Kevin Costner, director; Orion Home Video/Image Entertainment;
Anamorphic 2.35:1 Widescreen; THX Mastered; English Dolby Digital
5.1; 181 Minutes
It is very much to Kevin Costner’s credit that he could take a story without much story line to it, and make it into a long and lyrical film that sustains interest. It does so because of a combination of visual beauty, human drama on an epic scale (the survival of a race of people), and an individual love story. Strong performances by Graham Greene and Mary McDonnell, as Indian chief and love interest, respectively, hold one’s interest and build sympathy for the Sioux and their way of life, in which McDonnell has grown up, though a white. She is called “Stands With A Fist” for her response to childhood bullying.
The gorgeous widescreen picture in Dances With Wolves is complemented by a beautifully atmospheric soundtrack and a very good score written by veteran film composer John Barry. I didn’t expect to watch the whole film at one sitting, but did, and enjoyed it once again. The Buffalo hunt sequence puts us in the middle of the herd of stampeded bison, their thundering hooves all around us. Other quieter parts of the movie give us the subtle sounds of the prairies as Costner’s character, John Dunbar, learns to live and survive alone before befriending the Indians and Stands With A Fist.

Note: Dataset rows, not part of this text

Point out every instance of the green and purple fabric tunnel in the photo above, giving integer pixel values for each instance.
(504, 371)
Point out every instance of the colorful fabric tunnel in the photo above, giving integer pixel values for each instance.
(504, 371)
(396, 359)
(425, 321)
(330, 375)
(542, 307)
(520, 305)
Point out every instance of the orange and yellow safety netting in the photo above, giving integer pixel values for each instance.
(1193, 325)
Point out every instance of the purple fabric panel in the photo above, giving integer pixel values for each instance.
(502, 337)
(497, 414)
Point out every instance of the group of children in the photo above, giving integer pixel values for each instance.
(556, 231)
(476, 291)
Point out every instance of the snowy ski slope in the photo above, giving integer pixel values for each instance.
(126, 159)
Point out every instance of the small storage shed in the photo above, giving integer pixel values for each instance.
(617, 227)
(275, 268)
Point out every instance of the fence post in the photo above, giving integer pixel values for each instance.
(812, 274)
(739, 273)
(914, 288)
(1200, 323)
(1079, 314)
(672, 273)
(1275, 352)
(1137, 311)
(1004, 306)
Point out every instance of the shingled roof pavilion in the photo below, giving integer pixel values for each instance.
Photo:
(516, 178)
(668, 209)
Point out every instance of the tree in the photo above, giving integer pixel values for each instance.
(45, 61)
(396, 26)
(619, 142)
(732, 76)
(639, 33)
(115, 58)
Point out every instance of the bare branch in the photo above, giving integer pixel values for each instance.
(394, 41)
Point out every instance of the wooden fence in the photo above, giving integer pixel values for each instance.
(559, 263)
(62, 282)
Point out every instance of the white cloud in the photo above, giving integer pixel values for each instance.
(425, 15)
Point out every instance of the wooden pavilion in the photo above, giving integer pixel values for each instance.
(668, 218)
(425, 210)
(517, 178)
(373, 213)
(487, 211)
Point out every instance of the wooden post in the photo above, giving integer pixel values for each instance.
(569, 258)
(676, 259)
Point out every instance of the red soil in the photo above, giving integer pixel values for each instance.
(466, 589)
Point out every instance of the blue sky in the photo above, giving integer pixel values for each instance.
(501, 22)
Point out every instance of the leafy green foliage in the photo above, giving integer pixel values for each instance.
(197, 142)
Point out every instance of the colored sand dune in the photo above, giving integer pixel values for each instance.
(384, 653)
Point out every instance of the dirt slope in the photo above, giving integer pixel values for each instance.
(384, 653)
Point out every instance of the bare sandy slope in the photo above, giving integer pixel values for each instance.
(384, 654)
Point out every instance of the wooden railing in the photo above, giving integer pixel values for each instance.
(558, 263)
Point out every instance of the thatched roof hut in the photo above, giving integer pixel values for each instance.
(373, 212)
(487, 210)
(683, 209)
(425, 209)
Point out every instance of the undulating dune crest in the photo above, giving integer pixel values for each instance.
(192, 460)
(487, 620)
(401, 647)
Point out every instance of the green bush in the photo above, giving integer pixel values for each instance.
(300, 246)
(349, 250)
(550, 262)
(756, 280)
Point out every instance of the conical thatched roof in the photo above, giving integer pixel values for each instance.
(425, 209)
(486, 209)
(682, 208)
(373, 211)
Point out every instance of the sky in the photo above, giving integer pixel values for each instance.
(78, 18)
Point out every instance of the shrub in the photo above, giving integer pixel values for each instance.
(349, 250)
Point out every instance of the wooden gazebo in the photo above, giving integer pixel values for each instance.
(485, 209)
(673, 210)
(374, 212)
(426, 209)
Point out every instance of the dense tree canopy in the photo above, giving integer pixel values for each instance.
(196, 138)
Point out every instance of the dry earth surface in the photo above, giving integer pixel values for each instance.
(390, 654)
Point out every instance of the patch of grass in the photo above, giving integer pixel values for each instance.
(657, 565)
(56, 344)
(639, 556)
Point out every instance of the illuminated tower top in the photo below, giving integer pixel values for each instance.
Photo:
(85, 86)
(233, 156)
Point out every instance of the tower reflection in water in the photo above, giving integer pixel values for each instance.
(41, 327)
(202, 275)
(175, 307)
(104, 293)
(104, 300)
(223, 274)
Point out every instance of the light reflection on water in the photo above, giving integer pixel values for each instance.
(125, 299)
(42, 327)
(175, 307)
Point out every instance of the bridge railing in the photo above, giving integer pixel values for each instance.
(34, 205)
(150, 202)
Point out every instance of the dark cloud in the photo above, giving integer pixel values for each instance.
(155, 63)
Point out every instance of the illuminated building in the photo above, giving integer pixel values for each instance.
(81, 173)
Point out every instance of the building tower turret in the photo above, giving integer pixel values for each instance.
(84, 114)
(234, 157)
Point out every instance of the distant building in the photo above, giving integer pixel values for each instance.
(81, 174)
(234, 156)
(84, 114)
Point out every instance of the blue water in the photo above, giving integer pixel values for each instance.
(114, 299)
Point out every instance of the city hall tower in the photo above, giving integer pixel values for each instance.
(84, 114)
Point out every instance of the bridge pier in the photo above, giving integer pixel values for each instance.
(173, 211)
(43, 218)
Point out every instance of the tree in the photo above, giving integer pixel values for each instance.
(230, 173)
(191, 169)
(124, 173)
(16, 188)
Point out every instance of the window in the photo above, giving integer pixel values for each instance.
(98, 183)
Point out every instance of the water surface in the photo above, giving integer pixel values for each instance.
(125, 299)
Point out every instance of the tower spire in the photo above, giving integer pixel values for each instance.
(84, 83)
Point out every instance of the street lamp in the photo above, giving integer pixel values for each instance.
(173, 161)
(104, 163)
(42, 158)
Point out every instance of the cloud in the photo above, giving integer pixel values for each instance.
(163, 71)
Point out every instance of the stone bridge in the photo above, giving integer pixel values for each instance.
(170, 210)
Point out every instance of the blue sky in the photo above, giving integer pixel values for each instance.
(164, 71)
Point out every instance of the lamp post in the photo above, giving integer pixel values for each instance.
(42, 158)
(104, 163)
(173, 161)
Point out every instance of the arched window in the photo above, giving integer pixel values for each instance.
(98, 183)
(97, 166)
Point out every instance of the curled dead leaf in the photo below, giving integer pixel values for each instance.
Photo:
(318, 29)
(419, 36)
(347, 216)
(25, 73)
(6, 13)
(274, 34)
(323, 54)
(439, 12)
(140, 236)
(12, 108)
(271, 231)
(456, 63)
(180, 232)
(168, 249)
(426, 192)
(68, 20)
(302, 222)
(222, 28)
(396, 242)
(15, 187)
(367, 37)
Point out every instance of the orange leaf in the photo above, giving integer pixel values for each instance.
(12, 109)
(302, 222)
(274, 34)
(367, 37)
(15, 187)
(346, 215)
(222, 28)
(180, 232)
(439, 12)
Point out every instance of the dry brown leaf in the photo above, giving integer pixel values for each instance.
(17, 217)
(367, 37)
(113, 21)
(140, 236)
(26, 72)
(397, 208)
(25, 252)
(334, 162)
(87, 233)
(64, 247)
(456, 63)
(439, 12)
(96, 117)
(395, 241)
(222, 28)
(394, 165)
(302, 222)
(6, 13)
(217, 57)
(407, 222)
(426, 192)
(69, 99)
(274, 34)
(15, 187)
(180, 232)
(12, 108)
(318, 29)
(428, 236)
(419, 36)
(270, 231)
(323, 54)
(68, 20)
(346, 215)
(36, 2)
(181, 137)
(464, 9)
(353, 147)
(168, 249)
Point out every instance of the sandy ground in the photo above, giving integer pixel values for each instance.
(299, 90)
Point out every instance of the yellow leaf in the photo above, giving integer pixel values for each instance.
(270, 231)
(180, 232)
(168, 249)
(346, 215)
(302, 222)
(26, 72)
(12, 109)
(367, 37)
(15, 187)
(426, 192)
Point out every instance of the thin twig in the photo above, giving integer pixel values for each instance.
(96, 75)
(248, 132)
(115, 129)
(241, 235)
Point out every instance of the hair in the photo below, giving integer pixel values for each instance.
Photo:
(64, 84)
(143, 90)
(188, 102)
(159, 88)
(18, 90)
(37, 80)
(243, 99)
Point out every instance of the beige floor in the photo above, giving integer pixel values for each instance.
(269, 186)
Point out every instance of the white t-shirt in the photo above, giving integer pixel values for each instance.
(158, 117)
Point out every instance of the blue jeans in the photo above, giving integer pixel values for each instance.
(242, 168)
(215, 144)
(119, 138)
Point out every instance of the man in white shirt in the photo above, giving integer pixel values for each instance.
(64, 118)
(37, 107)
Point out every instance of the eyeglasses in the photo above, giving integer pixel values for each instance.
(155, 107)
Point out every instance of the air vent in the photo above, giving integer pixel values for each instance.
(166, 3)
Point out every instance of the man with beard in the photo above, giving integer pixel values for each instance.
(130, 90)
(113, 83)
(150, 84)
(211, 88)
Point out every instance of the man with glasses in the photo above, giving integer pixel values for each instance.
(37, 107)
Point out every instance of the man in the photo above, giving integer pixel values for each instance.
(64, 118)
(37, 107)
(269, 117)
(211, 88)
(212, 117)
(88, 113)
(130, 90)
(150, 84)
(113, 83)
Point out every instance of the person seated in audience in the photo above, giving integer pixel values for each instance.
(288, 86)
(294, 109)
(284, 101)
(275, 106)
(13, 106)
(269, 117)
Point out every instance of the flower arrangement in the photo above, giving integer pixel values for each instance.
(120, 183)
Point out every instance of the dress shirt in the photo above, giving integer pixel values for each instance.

I’m not sure exactly what’s involved in THX mastering, but picture and sound quality must be a major part, and here they are very high, the transfer also said on the jacket to be “enhanced for 16:9 screens”.This is probably a reference to the anamorphic widescreen technique’s utilization of the maximum number of pixels for the highest picture resolution possible in the DVD format.
Dances won 7 Oscars, including Best Picture, and is certainly its director’s best effort. While Waterworld set a standard for spending that only James Cameron could surpass, and though it works well in the DVD format, it’s just an adventure flick that’s sustained by special effects. And I’m still screwing up my courage to rent The Postman. Perhaps over the the next month I’ll actually go postal, so to speak. But I suspect that the one movie of the three that I’ll come back to most will be Dances With Wolves.